Re: [PATCH] sched/fair: make CFS bandwidth slice per cpu group

From: Cong Wang
Date: Mon Apr 30 2018 - 16:37:42 EST


On Mon, Apr 30, 2018 at 12:42 PM, Peter Zijlstra <peterz@xxxxxxxxxxxxx> wrote:
> On Mon, Apr 30, 2018 at 12:29:25PM -0700, Cong Wang wrote:
>> Currently, the sched_cfs_bandwidth_slice_us is a global setting which
>> affects all cgroups. Different groups may want different values based
>> on their own workload, one size doesn't fit all. The global pool filled
>> periodically is per cgroup too, they should have the right to distribute
>> their own quota to each local CPU with their own frequency.
>
> Why.. what happens? This doesn't really tell us anything.

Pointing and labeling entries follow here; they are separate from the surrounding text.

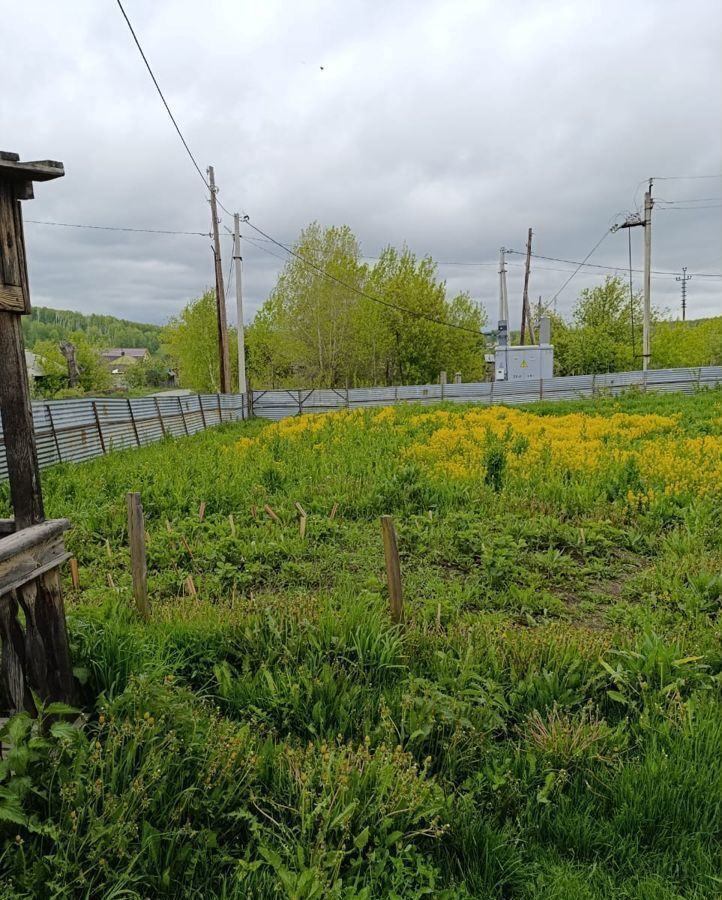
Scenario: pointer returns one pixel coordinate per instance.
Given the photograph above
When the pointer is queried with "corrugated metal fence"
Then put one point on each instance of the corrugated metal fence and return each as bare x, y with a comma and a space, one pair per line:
76, 430
280, 404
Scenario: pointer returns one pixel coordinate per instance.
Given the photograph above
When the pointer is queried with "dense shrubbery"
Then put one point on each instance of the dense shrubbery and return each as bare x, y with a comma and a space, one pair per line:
547, 725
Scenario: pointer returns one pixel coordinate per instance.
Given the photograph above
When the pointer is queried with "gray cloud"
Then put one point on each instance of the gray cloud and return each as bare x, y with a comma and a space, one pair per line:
449, 126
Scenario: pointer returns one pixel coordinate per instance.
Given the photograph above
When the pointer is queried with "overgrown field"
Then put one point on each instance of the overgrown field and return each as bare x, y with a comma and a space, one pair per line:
547, 724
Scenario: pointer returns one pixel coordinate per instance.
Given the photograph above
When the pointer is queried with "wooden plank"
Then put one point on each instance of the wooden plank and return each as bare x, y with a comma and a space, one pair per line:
74, 575
25, 556
12, 298
393, 570
17, 421
139, 566
12, 659
47, 649
37, 170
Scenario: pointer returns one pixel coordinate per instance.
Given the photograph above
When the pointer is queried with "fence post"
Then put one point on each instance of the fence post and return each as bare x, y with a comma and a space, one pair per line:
132, 422
54, 433
183, 415
97, 424
393, 570
160, 416
136, 541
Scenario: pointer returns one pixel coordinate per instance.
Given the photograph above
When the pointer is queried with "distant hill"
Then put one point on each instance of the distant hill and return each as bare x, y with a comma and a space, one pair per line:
46, 324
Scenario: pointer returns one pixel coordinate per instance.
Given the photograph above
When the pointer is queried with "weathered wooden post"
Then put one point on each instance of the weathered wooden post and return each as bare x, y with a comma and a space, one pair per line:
35, 655
393, 570
138, 564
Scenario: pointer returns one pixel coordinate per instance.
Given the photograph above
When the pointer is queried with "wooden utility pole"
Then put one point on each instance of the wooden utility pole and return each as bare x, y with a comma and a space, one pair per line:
647, 275
683, 279
68, 351
237, 260
35, 652
225, 366
525, 306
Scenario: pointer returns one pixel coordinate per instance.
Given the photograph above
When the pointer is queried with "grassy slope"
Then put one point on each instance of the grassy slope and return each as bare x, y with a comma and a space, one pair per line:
537, 731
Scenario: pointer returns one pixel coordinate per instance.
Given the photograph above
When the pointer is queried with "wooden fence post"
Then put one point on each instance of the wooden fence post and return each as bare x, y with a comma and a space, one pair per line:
203, 414
97, 425
183, 415
132, 422
393, 570
160, 416
54, 432
136, 541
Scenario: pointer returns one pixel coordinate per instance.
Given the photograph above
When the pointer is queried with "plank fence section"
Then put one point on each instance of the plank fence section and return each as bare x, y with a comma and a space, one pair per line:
77, 430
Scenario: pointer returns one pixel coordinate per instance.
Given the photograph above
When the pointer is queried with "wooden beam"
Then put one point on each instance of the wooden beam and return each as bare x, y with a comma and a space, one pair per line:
38, 170
29, 553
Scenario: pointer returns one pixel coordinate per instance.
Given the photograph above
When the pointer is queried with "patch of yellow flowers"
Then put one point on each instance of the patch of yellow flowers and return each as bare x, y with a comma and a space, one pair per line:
454, 444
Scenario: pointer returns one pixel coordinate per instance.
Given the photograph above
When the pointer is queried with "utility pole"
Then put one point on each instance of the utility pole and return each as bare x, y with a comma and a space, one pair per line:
684, 278
503, 299
225, 367
647, 274
237, 260
525, 308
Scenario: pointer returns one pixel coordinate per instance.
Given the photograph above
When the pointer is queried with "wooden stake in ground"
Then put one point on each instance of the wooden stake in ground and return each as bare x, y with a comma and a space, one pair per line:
302, 519
272, 514
75, 578
136, 541
393, 570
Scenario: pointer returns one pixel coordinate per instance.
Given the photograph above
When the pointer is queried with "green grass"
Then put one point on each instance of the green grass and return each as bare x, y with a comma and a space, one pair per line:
547, 724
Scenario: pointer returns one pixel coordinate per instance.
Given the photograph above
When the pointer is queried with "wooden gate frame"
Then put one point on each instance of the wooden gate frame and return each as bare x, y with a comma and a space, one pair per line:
35, 654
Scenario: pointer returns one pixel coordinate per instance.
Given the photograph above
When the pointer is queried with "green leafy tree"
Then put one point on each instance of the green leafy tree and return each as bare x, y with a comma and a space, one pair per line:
149, 373
191, 339
316, 332
605, 334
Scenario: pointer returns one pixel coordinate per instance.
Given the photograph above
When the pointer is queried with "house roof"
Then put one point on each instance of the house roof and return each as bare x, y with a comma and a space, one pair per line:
116, 352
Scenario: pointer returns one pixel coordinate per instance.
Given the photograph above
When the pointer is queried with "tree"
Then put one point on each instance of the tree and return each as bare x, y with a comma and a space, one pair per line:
94, 373
192, 344
153, 372
319, 332
605, 334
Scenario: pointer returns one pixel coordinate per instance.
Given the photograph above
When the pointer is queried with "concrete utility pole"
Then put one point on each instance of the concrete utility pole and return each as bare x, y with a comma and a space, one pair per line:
647, 274
237, 260
525, 307
503, 299
684, 278
225, 366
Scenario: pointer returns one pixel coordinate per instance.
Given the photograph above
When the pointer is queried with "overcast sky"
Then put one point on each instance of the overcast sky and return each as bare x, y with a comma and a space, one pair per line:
448, 125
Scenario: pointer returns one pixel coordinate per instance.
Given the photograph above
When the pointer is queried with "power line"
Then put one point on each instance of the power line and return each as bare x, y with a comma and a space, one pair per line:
160, 93
115, 228
575, 262
354, 289
606, 232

We saw tasks in a container got throttled for many times even
when they don't apparently over-burn the CPU's. I tried to reduce
the sched_cfs_bandwidth_slice_us from the default 5ms to 1ms,
it solved the problem as no tasks got throttled after this change.
This is why I want to change it.

And I don't think 1ms will be good for all containers, so in order to
minimize the impact, I would like to keep the slice change within
each container. This is why I propose this patch rather just
`sysctl -w`. Do you think otherwise?

BTW, people reported a similar (if not same) issue here before:
https://gist.github.com/bobrik/2030ff040fad360327a5fab7a09c4ff1

Thanks!